No, Trump’s Courting of Senators isn’t ‘Bribery’
The President is committing enough high crimes and misdemeanors without us manufacturing them.
A headline at Newsweek blares, “TRUMP IS COMMITTING ‘FELONY BRIBERY’ BY GIVING FUNDRAISING CASH TO GOP SENATORS AHEAD OF IMPEACHMENT TRIAL: EX-BUSH ETHICS LAWYER.”
Attorney Richard Painter, who served as the chief White House ethics lawyer in the George W. Bush administration, warned on Thursday that President Donald Trump appeared to be committing “felony bribery” by giving Republican senators fundraising cash ahead of an increasingly likely impeachment trial in the Senate.
The lawyer shared an article published by Politico on Thursday morning. Titled “Trump lures GOP senators on impeachment with cold cash,” the article outlined how the president is turning to his large network of donors to raise funds for a few senators facing difficult re-election campaigns in 2020. All of those senators have also signed a resolution condemning the Democratic-led impeachment inquiry.
“This is a bribe. Any other American who offered cash to the jury before a trial would go to prison for felony bribery. But he can get away with it?” Painter, a law professor at the University of Minnesota, wrote on Twitter. “Criminal.”
In a follow-up tweet, Painter argued that GOP lawmakers who accept the fundraising support should face criminal charges as well.
“The senators can raise their own campaign cash. Any senator who accepts cash from @realDonaldTrump before the impeachment trial is guilty of accepting a bribe and should go to the slammer,” he tweeted.
I’m not an attorney, much less one who has served in the White House. Regardless, I’m confident in declaring this to be nonsense.
Our system for funding campaigns is rife with questionable ethics. It’s problematic that sitting officials leverage the power of their offices to strong-arm those who they regulate into giving them money. It’s problematic that those who give lots of money are afforded much more access than those who don’t. And, yes, it’s problematic that a President facing the prospect of impeachment is using his campaign war chest to prop up Republican Senators who are publicly fighting said impeachment and withholding it from those still on the fence.
Alas, ain’t none of it illegal, much less bribery. Not under the law, anyway.
And the analogy of “offering cash to a jury before a trial” is just laughable. At the time Trump was handing out cash, the House hadn’t even voted to launch a formal impeachment inquiry. While it seems inevitable that they will—and I think they should—the House certainly hasn’t impeached him.
Further, while Republicans tried very hard to sell Senate Democrats on the idea that they were a jury during the Bill Clinton impeachment process, they rightly pushed back against it, even getting Chief Justice Rehnquist to declare that, no, they were not a jury.
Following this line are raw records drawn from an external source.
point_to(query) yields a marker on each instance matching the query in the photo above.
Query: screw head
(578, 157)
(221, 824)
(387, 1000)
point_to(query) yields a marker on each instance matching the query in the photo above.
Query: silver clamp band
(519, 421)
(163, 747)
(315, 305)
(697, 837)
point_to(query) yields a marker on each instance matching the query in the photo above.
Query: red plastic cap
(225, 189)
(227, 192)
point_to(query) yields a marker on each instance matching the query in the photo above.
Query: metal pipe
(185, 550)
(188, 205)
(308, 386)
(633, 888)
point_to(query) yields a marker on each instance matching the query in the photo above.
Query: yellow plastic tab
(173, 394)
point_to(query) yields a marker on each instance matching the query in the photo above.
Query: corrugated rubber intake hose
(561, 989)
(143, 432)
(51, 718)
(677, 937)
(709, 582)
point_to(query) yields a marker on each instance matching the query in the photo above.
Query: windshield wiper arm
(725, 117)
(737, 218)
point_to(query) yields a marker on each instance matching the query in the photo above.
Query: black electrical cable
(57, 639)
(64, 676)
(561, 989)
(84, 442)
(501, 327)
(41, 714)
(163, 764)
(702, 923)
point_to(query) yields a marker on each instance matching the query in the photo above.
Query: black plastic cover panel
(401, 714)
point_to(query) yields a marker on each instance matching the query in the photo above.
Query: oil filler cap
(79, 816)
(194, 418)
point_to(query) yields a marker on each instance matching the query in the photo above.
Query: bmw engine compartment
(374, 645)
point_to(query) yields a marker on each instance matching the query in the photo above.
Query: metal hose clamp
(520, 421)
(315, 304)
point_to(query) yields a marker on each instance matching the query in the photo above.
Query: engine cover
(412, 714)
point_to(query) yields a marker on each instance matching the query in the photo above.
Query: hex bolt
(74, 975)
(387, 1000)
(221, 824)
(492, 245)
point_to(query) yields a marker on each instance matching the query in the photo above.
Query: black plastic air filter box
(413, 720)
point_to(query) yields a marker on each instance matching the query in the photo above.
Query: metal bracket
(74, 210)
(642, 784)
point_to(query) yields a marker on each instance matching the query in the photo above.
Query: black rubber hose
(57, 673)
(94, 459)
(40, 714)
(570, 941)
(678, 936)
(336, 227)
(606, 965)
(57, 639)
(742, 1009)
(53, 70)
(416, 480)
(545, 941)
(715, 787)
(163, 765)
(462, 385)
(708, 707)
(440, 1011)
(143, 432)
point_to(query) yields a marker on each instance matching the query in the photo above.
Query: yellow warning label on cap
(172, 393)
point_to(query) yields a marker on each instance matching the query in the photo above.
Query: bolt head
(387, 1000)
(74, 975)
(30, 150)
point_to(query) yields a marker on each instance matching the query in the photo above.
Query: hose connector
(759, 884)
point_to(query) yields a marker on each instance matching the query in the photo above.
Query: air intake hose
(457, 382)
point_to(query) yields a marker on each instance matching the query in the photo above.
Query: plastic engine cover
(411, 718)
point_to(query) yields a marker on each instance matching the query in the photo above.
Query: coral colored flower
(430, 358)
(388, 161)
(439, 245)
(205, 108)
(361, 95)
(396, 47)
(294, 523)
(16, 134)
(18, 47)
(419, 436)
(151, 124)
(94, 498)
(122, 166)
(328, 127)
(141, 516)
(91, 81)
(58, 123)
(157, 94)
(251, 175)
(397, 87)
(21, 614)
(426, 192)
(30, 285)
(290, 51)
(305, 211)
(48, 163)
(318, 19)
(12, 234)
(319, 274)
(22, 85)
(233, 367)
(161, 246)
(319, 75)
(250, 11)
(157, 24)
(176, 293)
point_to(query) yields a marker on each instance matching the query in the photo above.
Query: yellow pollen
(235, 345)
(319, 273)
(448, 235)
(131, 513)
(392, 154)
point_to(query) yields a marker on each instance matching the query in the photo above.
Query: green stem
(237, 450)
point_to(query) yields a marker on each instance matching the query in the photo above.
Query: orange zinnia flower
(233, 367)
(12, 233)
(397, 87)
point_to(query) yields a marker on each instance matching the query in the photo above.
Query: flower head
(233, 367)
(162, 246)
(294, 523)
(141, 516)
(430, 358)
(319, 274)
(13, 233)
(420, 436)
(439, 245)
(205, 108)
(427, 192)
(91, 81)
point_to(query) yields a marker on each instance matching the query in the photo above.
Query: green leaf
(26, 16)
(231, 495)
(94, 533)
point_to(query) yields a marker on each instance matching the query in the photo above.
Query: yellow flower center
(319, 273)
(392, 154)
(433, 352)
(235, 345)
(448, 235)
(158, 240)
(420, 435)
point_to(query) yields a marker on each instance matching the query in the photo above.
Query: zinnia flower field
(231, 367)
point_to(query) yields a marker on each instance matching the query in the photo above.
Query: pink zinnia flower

That’s because, while the Constitution uses the language of criminal law—“high crimes and misdemeanors”—impeachment is fundamentally a political, not criminal proceeding.
Indeed, even after impeachment, it’s not clear that it would be improper—and certainly not illegal—for a President to meet with Senators. The process can drag on for weeks and the business of the country doesn’t stop. Hell, Bill Clinton gave his State of the Union address to a combined session of Congress in between the House impeaching him and the Senate convening to decide whether to remove him.
I’d go a step further and argue that, even though it would be unseemly as hell, Trump could almost certainly go on dispensing campaign monies during the Senate proceedings. After all, the election isn’t being postponed or canceled (at least, I don’t think it is). And, indeed, Republican Senators up for re-election would need the money more than ever because, not only would Trump’s impeachment potentially shift the political landscape but they’d be stuck in Washington and unable to get out on the campaign trail.
The bottom line here is that Trump has displayed a level of corruption in office unparalleled by any modern President. There’s no need to manufacture offenses. In fact, doing so actually helps him because it makes it appear that his opponents are throwing spaghetti against the wall to see if anything sticks.